Opponents of year-round schools say they were ignored by a committee that is asking the Davis School Board to implement the schedule at high-growth Adams Elementary.
"What the hell is going on? Is this Communism or is this democracy?" said Cathy Palmer, an opponent and mother of three Adams students.Palmer said her basic rights to vote and speak freely were violated in the decision-making process. She was also barred from deliberations of the task force, an apparent violation of the state's open meetings law.
"We have not been allowed to vote or disseminate information," she said.
Palmer contends that many parents did not understand that the results of a mail survey would be used as the basis for approval of the plan. She said the task force provided one-sided information about the plan in mailings and public meetings, and that the committee has been pro-year-round school and has ignored other viewpoints.
Palmer wants the task force to talk more about the disadvantages of the plan and then hold a secret ballot at the school.
"They're afraid of a democratic vote," she said.
Survey results show that 75 percent of Adams' patrons favored year-round scheduling. Eighteen percent said they want to keep an extended-day schedule and 27 percent of respondents were undecided. About 57 percent of 653 households with students in the school area returned the survey, Principal Forest Barker said.
"The committee feels they have been fair and are going to proceed. We arrived at the alternative scheduling plan using the directions that the school board gave. We intend to send in the application for year-round," Barker said.
Palmer said her right to free expression was violated when District Superintendent Richard Kendell barred her from sending home fliers announcing a panel discussion about year-round scheduling. Because the event was not sponsored by the school or the official committee, she was told she could not use students to distribute advertising. As a result she canceled the meeting, she said.

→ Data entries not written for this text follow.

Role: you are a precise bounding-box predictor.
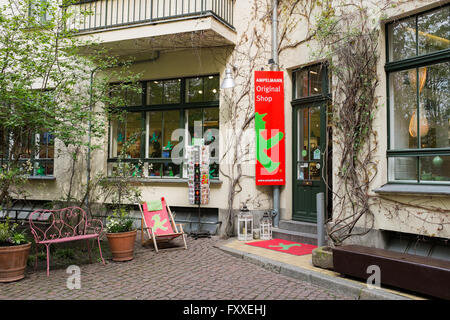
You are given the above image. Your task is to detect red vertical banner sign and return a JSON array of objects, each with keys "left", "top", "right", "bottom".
[{"left": 255, "top": 71, "right": 286, "bottom": 186}]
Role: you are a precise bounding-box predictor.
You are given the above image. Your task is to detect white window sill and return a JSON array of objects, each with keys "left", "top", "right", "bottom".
[
  {"left": 373, "top": 183, "right": 450, "bottom": 196},
  {"left": 107, "top": 177, "right": 223, "bottom": 185}
]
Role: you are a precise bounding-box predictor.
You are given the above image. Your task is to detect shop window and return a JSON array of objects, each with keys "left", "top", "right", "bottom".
[
  {"left": 108, "top": 75, "right": 219, "bottom": 179},
  {"left": 386, "top": 5, "right": 450, "bottom": 184},
  {"left": 293, "top": 65, "right": 326, "bottom": 99},
  {"left": 0, "top": 127, "right": 55, "bottom": 176}
]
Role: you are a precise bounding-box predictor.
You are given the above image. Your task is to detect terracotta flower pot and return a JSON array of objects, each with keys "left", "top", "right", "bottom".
[
  {"left": 106, "top": 230, "right": 137, "bottom": 261},
  {"left": 0, "top": 243, "right": 31, "bottom": 282}
]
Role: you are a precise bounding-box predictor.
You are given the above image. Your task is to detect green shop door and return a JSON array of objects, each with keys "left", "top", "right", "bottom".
[{"left": 292, "top": 102, "right": 326, "bottom": 223}]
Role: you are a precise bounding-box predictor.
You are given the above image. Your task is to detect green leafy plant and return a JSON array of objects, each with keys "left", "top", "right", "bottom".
[
  {"left": 0, "top": 217, "right": 28, "bottom": 246},
  {"left": 106, "top": 208, "right": 133, "bottom": 233}
]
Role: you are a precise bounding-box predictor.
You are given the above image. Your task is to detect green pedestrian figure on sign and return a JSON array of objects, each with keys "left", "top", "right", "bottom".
[{"left": 255, "top": 112, "right": 283, "bottom": 173}]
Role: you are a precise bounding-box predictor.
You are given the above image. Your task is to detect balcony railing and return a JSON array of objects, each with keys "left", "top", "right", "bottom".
[{"left": 68, "top": 0, "right": 234, "bottom": 32}]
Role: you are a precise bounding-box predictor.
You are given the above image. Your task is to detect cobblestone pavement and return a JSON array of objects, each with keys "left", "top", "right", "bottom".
[{"left": 0, "top": 237, "right": 351, "bottom": 300}]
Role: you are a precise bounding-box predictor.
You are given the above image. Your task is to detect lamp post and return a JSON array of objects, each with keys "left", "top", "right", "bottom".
[{"left": 238, "top": 204, "right": 253, "bottom": 241}]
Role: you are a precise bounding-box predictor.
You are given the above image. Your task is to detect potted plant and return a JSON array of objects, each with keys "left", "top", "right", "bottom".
[
  {"left": 106, "top": 208, "right": 137, "bottom": 261},
  {"left": 0, "top": 217, "right": 31, "bottom": 282}
]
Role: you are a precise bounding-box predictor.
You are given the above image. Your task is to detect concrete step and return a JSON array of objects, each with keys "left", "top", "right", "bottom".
[
  {"left": 278, "top": 220, "right": 317, "bottom": 234},
  {"left": 272, "top": 228, "right": 317, "bottom": 245}
]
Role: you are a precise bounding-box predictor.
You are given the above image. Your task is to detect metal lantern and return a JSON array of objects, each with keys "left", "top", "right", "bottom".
[
  {"left": 259, "top": 212, "right": 272, "bottom": 240},
  {"left": 238, "top": 204, "right": 253, "bottom": 241}
]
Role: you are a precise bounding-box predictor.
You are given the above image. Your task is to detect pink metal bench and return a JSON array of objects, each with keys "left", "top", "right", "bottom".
[{"left": 29, "top": 207, "right": 105, "bottom": 276}]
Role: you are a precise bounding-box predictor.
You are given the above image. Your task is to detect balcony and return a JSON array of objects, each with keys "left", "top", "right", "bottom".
[{"left": 68, "top": 0, "right": 236, "bottom": 50}]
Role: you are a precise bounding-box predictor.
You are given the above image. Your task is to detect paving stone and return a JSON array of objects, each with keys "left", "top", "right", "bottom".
[{"left": 0, "top": 237, "right": 352, "bottom": 300}]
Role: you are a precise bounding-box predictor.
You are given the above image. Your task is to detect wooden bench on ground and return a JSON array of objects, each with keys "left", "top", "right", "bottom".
[
  {"left": 333, "top": 245, "right": 450, "bottom": 299},
  {"left": 29, "top": 207, "right": 105, "bottom": 276}
]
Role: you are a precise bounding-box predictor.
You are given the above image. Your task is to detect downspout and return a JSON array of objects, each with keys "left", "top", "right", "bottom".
[
  {"left": 84, "top": 66, "right": 100, "bottom": 211},
  {"left": 269, "top": 0, "right": 284, "bottom": 228}
]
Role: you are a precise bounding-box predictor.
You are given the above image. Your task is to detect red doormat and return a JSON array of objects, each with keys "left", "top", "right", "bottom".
[{"left": 245, "top": 239, "right": 317, "bottom": 256}]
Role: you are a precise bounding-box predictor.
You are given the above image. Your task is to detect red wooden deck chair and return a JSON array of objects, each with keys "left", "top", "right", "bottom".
[{"left": 139, "top": 197, "right": 187, "bottom": 252}]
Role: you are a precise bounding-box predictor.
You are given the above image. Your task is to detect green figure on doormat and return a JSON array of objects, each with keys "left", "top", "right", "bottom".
[{"left": 269, "top": 242, "right": 302, "bottom": 251}]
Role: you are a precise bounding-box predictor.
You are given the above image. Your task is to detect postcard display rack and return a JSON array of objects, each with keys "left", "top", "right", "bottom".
[{"left": 186, "top": 145, "right": 211, "bottom": 239}]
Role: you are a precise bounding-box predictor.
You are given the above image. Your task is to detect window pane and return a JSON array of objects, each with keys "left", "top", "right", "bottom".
[
  {"left": 148, "top": 162, "right": 162, "bottom": 178},
  {"left": 309, "top": 162, "right": 320, "bottom": 180},
  {"left": 417, "top": 6, "right": 450, "bottom": 54},
  {"left": 164, "top": 79, "right": 181, "bottom": 104},
  {"left": 204, "top": 76, "right": 219, "bottom": 101},
  {"left": 39, "top": 132, "right": 55, "bottom": 158},
  {"left": 163, "top": 162, "right": 180, "bottom": 178},
  {"left": 416, "top": 62, "right": 450, "bottom": 148},
  {"left": 295, "top": 69, "right": 308, "bottom": 98},
  {"left": 147, "top": 81, "right": 163, "bottom": 105},
  {"left": 162, "top": 110, "right": 180, "bottom": 158},
  {"left": 389, "top": 157, "right": 417, "bottom": 182},
  {"left": 148, "top": 111, "right": 163, "bottom": 158},
  {"left": 388, "top": 17, "right": 416, "bottom": 61},
  {"left": 420, "top": 156, "right": 450, "bottom": 182},
  {"left": 389, "top": 69, "right": 417, "bottom": 149},
  {"left": 186, "top": 78, "right": 204, "bottom": 102},
  {"left": 111, "top": 112, "right": 142, "bottom": 158},
  {"left": 309, "top": 65, "right": 322, "bottom": 96}
]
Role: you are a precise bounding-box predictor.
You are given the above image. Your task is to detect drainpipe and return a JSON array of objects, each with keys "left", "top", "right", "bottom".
[
  {"left": 84, "top": 67, "right": 100, "bottom": 211},
  {"left": 269, "top": 0, "right": 284, "bottom": 228}
]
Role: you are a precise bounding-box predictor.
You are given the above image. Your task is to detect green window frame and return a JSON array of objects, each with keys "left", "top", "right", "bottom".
[
  {"left": 0, "top": 126, "right": 55, "bottom": 177},
  {"left": 385, "top": 4, "right": 450, "bottom": 185},
  {"left": 108, "top": 74, "right": 220, "bottom": 179}
]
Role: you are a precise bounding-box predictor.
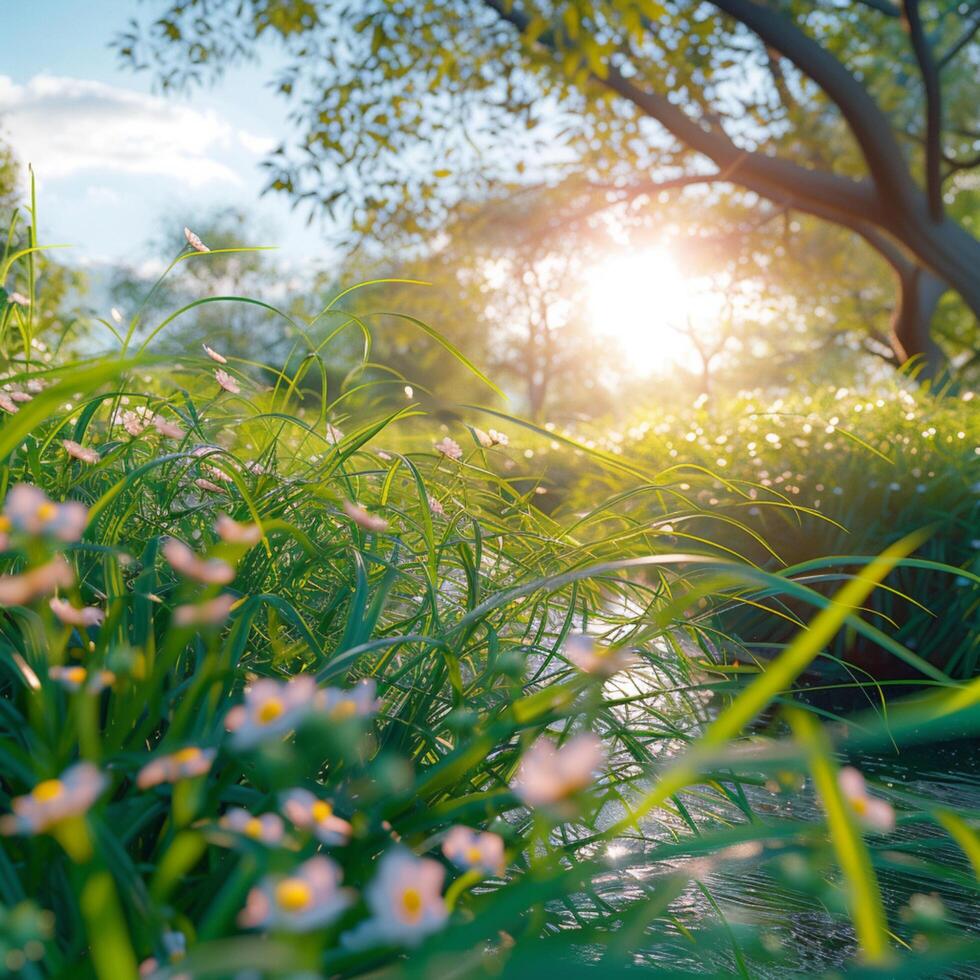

District spokeswoman Bonnie Doyle said Friday that the district has a policy of not allowing the schools to be used for distribution of any type of advertising, except for official school functions.
Palmer also said that she and and a number of other parents were kicked out of a committee meeting March 2 when it closed its deliberations, in apparent violation of the state's opening meeting law.
Christine Grondahl, member of the task force, said that members of the volunteer committee were not aware of the law or what subjects can be discussed in closed session. According to law, only personnel matters, property purchase, litigation, security measures and criminal investigations can be discussed by public bodies in private.
Grondahl said that Palmer was given more than her scheduled time to speak at the meeting. After she was finished, she kept interrupting the task force discussion so members voted to close the meeting, she said.
PTA president Marilyn Boren said parents had ample opportunity to learn about year-round schooling. Four public meetings were held at the school and parents were invited by the task force to visit year-round schools.